A Morgase le flojearon las rodillas. ¿Una Aes Sedai? Observó con detenimiento la espalda doblada de la mujer llamada Pura, sin poder creer lo que oía. Ninguna Aes Sedai se doblegaría de ese modo. Pero cualquier mujer capaz de encauzar, no sólo una Aes Sedai, debería ser capaz de coger aquella correa y estrangular con ella a quien la atormentaba. De hecho, cualquiera debería ser capaz de hacerlo. No, imposible; la tal Pura no podía ser Aes Sedai.
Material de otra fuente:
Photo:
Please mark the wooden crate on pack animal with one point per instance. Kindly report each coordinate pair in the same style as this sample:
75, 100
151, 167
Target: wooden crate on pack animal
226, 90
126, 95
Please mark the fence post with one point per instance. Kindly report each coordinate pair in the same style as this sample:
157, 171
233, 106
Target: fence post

Morgase se preguntó si debería osar pedir una silla.

—Todo eso es muy… interesante. —Al menos su voz sonaba firme—. Pero dudo mucho que me hayáis pedido venir aquí para hablar de Aes Sedai. —No le habían pedido que fuera, desde luego.
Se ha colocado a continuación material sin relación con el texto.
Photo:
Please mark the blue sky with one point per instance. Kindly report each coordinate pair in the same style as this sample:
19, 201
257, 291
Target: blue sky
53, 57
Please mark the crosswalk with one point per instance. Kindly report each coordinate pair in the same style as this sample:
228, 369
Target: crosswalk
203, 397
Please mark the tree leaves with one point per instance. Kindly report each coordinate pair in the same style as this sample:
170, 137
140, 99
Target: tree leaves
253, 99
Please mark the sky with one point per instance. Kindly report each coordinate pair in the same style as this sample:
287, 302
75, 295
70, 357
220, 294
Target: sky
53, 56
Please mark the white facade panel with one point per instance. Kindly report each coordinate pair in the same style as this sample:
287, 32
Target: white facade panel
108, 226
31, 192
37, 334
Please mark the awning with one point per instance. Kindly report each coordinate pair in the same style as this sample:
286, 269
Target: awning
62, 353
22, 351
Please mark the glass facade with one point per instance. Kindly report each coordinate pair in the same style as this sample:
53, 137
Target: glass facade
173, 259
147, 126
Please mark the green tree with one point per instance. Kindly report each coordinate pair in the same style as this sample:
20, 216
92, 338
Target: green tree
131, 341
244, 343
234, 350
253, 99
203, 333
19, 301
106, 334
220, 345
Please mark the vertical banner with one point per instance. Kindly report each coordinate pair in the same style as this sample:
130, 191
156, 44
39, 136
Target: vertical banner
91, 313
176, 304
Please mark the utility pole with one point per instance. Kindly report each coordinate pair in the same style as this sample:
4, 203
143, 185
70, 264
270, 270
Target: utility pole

Suroth la miró de hito en hito, sin mover un solo músculo, salvo una leve tensión en aquellos dedos de largas uñas de su mano izquierda.

—¡Thera! —gritó de repente la mujer de rostro anguloso y media cabeza afeitada—. ¡Kaf para la Augusta Señora y su invitada!
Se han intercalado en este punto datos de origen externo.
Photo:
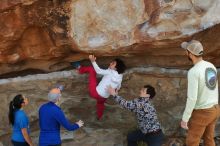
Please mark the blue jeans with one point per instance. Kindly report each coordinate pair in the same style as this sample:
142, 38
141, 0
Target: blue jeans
152, 139
15, 143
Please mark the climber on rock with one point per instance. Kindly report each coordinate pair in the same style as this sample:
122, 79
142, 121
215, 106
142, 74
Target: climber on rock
111, 76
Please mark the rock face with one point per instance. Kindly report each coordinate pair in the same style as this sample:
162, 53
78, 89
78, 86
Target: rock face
47, 35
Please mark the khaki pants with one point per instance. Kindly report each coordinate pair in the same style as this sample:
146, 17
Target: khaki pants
202, 124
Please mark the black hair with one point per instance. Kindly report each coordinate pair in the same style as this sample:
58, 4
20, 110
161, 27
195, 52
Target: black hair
150, 90
120, 66
15, 104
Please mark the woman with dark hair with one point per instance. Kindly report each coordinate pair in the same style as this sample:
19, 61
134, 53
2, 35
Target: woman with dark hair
111, 77
19, 121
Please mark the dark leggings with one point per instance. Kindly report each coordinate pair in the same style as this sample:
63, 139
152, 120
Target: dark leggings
15, 143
Una de las mujeres ataviadas con las ropas diáfanas, la mayor de todas pero aun así joven, se incorporó grácilmente. Su bonita boca tenía un gesto enfurruñado, pero corrió presurosa hacia la parte posterior del biombo con el ave de presa pintada y en cuestión de segundos reapareció llevando una bandeja de plata con dos pequeñas tazas blancas. Se arrodilló con movimientos sinuosos ante Suroth e inclinó la oscura testa mientras alzaba la bandeja, de manera que ésta quedó por encima de ella. Morgase sacudió la cabeza; si se pidiera a cualquiera de las sirvientes de Andor que hiciera eso —¡o que llevara ese tipo de ropa!— pondría el grito en el cielo.

—¿Quiénes sois? ¿De dónde venís?

Suroth cogió una de las tazas con las puntas de los dedos e inhaló el aromático vapor que salía del recipiente. En su gesto de asentimiento hubo un exceso de permiso para el gusto de Morgase, pero en cualquier caso cogió la otra taza. Dio un sorbo y miró el líquido con sorpresa. Más oscuro que el té, también su gusto era más amargo. Por mucha miel que se le pusiera, seguiría siendo imbebible. Suroth se llevó su taza a los labios y suspiró de satisfacción.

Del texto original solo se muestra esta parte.